Высокие створки дверей, густо покрытые золоченым узорочьем, медленно, будто сами по себе, растворились. Рынды повернулись лицом к лицу, вскинули над головами топорики…
За дверями, в глубине Святых сеней, толпилось десятка два безобразных людишек. Они явно напугались глубокого, пышущего теплом и светом нутра палаты и никак не могли заставить себя переступить ее порог. Наконец один из них решился, вошел в палату. Остальные осторожно, как не раз битые собаки, двинулись вслед за ним.
Захарьин строго-настрого наказал им, чтоб не смели становиться на колени перед царем, да впустую был его наказ… Лишь вступили в палату и, как подкошенные, – лицами в пол! Все дело царю испортили! С каким торжеством и злорадством изготовился он провозгласить на всю палату: «Встать, Русь идет!» – а тут на тебе: Русь, которую он собрался представить в образе этих несчастных, убогих, но, думал он, гордых людей, вдруг пала по-рабски ниц! И перед кем пала?! Пусть бы перед ним – не смутило бы это его… Так нет же, нет, не перед ним – перед всеми, а верней всего – перед роскошью пала ниц эта жалкая толпа оборванцев. А ведь он хотел противопоставить их и этой роскоши, и всему этому сытому, ухоженному, ухоленному сборищу, чтоб потерзать, поунижать, поглумиться над ним…
– Пусть подымутся, – сказал снисходительно Иван, скрывая досаду. – Впредь же пусть ведают: им не перед кем тут преклонять колена! Я – государь и слуга их единочасно. Ибо служу я не столу своему, а земле своей и народу своему. И венец мой – лишь тяжкий жребий, выпавший на мою долю! Лишь тяжкий жребий, – скорбно, со слезой повторил Иван, – и более ничто…
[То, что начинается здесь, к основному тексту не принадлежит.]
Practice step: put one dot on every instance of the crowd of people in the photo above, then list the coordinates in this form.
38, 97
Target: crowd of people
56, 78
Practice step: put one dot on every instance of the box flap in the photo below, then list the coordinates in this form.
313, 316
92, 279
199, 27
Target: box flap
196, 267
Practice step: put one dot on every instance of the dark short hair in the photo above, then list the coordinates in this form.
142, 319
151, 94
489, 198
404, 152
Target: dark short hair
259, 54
Кто-то из нищих вдруг всхлипнул – с тревожной, отчаянной жалобностью и скорее от страха, чем от Ивановых слов.
– Пусть подойдут, – тихо сказал Иван.
Захарьин сурово поманил нищих к царскому столу.
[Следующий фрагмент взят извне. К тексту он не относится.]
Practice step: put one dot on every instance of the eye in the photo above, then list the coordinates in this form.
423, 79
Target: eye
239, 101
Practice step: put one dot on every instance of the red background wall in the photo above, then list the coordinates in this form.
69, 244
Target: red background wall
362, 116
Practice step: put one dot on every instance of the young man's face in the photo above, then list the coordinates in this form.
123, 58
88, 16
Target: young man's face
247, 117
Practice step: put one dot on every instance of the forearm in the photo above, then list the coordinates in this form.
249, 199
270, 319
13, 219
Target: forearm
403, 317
– Чаши им!.. Вина! – повелел Иван. – Пусть Русь пьет сама свое здравие!
Стольники раздали нищим чаши, ковши, взятые с поставцов (даже за боярским столом не было столь дорогих чаш и ковшей!), виночерпии поднесли им вина.
– Пейте… братия! – ласково и властно сказал Иван. – Пейте свое здравие!.. И будет то здравием Руси нашей матушки! Нет тут иных, достойных испить чашу за Русь! Я, государь ее, також недостоин! Ибо через слабость мою, неразумие и доверчивость Русь была в держании недостойных. И сколико бед познала она от их держания… Чем искуплю я, презренный, страдания ее?!
Иван сурово и зло вздохнул, потупился… В палате вновь стало тихо – недолго порадовались царской затее… Вон как обернул он ее!
Нищие покорно припали к ковшам и чашам, усердно и осторожно, боясь и жалея пролить хоть каплю, опорожнили их.